I find the biggest win in enabling those who want to go, but can’t. Maybe we should think about how experiential education can benefit those, as well.
Jim Stellar
July 1st, 2009 at 10:32 am
4Ashley,
One of the things I learned at Northeastern many years ago was that a student could never earn enough money on co-op to make much of a difference in tuition at a private university. They could keep up with the living costs during the co-op period and that helped slow down the tempo of college tuition payments to famlies that were supporting their kids in college. So, adding co-op (and experiential education in general) has to be presented on the basis of doing a better job at education … and I believe it does just that. After all, that is why one goes to college in the first place - to get the education to get the career, have a better life, …
Now if we can make education more attractive and inspirational, then we also could use that to better attract underserved populations who might not really see themselves in college in the first place. We have to do something to increase the participation of the USA population in higher education. A key point there is price. That is one reason I wanted to try my hand at working at a public university (CUNY Queens College in the fall) where tuition is much lower and therefore much less of a barrier to college-going for most Americans.

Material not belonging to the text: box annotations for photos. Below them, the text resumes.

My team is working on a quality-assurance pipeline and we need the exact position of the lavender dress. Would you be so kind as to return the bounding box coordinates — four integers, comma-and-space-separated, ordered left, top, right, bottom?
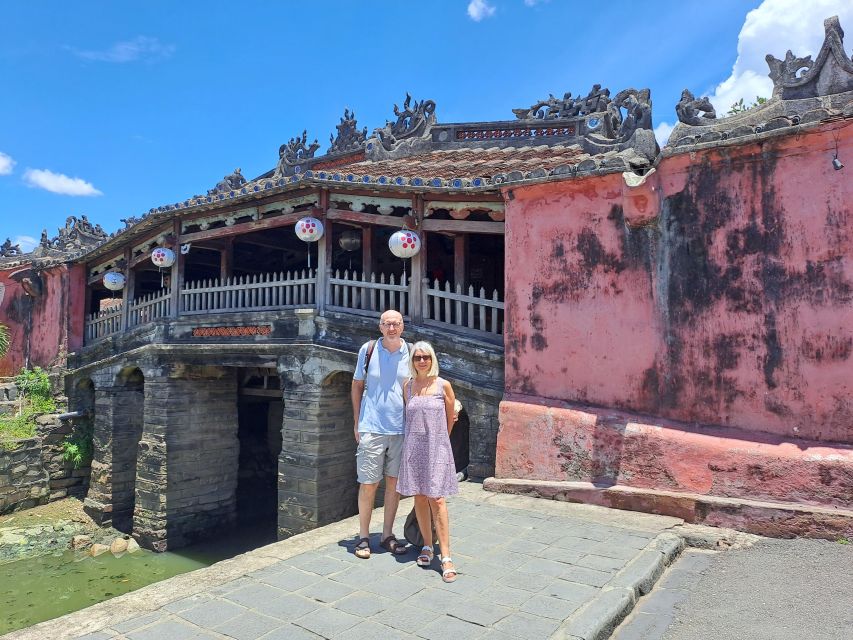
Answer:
397, 378, 459, 498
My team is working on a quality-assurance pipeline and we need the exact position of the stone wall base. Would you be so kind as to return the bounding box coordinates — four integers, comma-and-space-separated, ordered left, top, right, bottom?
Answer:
490, 397, 853, 538
483, 478, 853, 540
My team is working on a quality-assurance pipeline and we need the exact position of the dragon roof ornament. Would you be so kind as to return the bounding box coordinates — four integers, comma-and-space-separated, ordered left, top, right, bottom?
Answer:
207, 167, 246, 196
326, 109, 367, 155
766, 16, 853, 100
512, 84, 611, 120
275, 130, 320, 176
373, 93, 436, 151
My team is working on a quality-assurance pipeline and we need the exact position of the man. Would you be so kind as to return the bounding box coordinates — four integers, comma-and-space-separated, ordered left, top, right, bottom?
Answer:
351, 310, 409, 559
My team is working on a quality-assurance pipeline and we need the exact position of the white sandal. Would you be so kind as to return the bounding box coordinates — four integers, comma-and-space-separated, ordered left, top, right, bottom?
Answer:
441, 556, 459, 582
415, 545, 433, 567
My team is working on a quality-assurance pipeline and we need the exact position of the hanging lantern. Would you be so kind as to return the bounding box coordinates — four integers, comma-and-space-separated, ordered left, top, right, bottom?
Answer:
295, 216, 323, 242
388, 229, 421, 258
338, 229, 361, 251
151, 247, 175, 269
104, 271, 126, 291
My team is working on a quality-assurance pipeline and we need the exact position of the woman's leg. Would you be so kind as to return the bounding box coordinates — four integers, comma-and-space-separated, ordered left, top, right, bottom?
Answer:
415, 496, 434, 549
430, 498, 450, 557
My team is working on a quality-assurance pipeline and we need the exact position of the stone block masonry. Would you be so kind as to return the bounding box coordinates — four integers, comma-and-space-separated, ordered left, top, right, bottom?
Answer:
278, 358, 358, 538
0, 438, 50, 513
133, 367, 239, 550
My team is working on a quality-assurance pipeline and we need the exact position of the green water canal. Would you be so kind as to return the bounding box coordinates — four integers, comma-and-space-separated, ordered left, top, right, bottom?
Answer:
0, 530, 275, 635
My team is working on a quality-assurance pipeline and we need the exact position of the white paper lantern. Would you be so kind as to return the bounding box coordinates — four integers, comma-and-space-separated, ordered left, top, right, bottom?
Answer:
104, 271, 126, 291
151, 247, 175, 269
388, 229, 421, 258
296, 216, 323, 242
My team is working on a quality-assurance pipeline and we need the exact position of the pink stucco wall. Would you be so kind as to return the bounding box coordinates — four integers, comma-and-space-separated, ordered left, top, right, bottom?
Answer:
0, 265, 85, 376
499, 121, 853, 444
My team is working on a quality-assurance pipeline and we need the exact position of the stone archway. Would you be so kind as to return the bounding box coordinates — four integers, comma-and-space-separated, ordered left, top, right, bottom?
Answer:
278, 349, 358, 539
84, 366, 145, 533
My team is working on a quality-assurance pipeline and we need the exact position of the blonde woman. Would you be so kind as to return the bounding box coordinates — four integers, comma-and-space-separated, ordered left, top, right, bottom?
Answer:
397, 341, 459, 582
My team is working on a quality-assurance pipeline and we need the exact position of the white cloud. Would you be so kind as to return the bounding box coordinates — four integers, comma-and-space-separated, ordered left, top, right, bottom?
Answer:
12, 236, 38, 253
0, 151, 15, 176
24, 169, 104, 196
68, 36, 175, 63
655, 122, 675, 146
468, 0, 495, 22
710, 0, 853, 114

I really appreciate your perspective. Since we work together on writing posts for this blog, sometimes I forget you are a Northeastern student.
-Jim
Ashley
July 3rd, 2009 at 10:18 pm
5As a student who supports herself financially I more than agree that even money earned through a co-op job is not nearly enough to even touch tuition of a private university (and probably any college).
On that note, it will be very interesting to see what an experiential education model can do at a public university, especially one admidst one of the greatest cities in the world.